Don Marble, 80, who grows cotton near the town of South Plains and started farming in 1951, said that over his lifetime, “we’ve done some serious damage to our Ogallala Aquifer.”

“If we don’t do something to try to get some kind of control on how much water we’re pumping, we may be looking for drinking water,” Marble added. “It’s that serious.”

State Sen. Robert Duncan, R-Lubbock, whose constituency includes many High Plains farmers, said he viewed the district's actions as "necessary to make sure that we preserve irrigated agriculture out in the High Plains for as long as possible."

The state has essentially encouraged groundwater districts to be active, especially in aquifers like the Ogallala that are being depleted, Duncan said, and "I believe the groundwater district has worked hard to try to accommodate the concerns and interests of the different producers and commodity groups that exist and that operate on the Ogallala."

It is difficult to know how many farmers support each side in the rules debate. Some farmers will be more affected than others, depending on how much water lies beneath their acreage and how well the soil holds water. Dawdy worries that the restrictions could cause a decline in property values on land that has ample groundwater, like his Floyd County farm.

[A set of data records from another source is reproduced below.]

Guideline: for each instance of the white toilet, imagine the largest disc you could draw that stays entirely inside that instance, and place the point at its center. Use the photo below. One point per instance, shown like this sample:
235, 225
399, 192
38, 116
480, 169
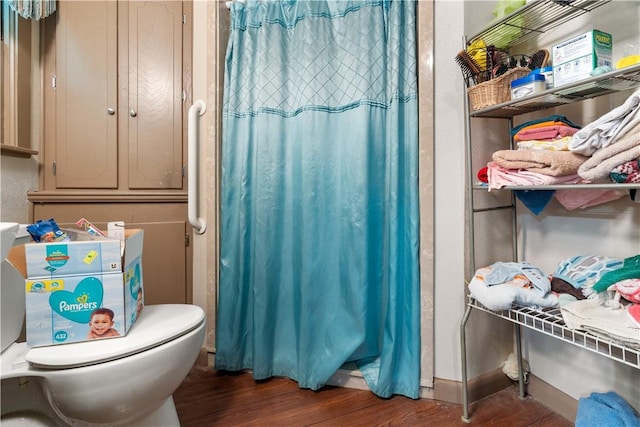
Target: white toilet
124, 381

The requirement to have meters, which will fully extend to existing wells in 2016, has also stirred opposition, and the water district has begun a study that could end up exempting farmers in areas where there is relatively little groundwater anyway. Meanwhile, the meters are flying off the shelves.

Massey Irrigation, a Lubbock company, ordered 150 to 200 new meters last fall, ahead of the High Plains requirements. Many remain in boxes, but Kyle DuBois, Massey’s vice president, said that about 100 have been sold, far more than usual.

Kyle DuBois of Massey Irrigation inspects a water meter.

The meters cost up to $2,000 apiece (including installation), and farmers may have a few dozen wells on their land, according to DuBois.

Besides the expense, Tommy Fondren, a retired farmer who rents out his land near Lorenzo for cotton farming, worried that meters in new wells can break, because sand and drilling mud can get into them. In those types of conditions, "That meter — it isn't going to last very long," he said.

The farmers note they have already invested in water-saving measures. Dawdy has drip irrigation on some of his 1,000 acres, but it was expensive, about $1,300 an acre. Things have come a long way from decades ago, he said, when irrigation water ran through ditches.

“The aquifer is the lifeblood of this place,” Dawdy said. “We’ve certainly got no interest in wasting it.”

Hardberger, of the Environmental Defense Fund, said that farmers could do more to conserve. Farmers, meanwhile, say cities could do more. Lubbock, for example, draws entirely from the Ogallala right now, and seeing swimming pools full when farmers are facing restrictions “makes it hard to swallow,” Fondren said. 

Lubbock currently restricts lawn-watering to twice a week, and will begin once-a-week restrictions in April.

Many legal analysts say that the recent Texas Supreme Court ruling could make regulating groundwater tougher, though its full effects will not be known until after further court decisions. Hardberger said that groundwater districts might delay enacting new rules because of it. At High Plains, “we don’t see the need for a change” because of the ruling, Conkwright said.

Dawdy is one of five board members of a group called the Protect Water Rights Coalition. Even before the Texas Supreme Court’s ruling, they had prepared a lawsuit challenging the High Plains regulations, but they have not yet filed it.

“We all realize,” Dawdy said, “that that’s the last resort.”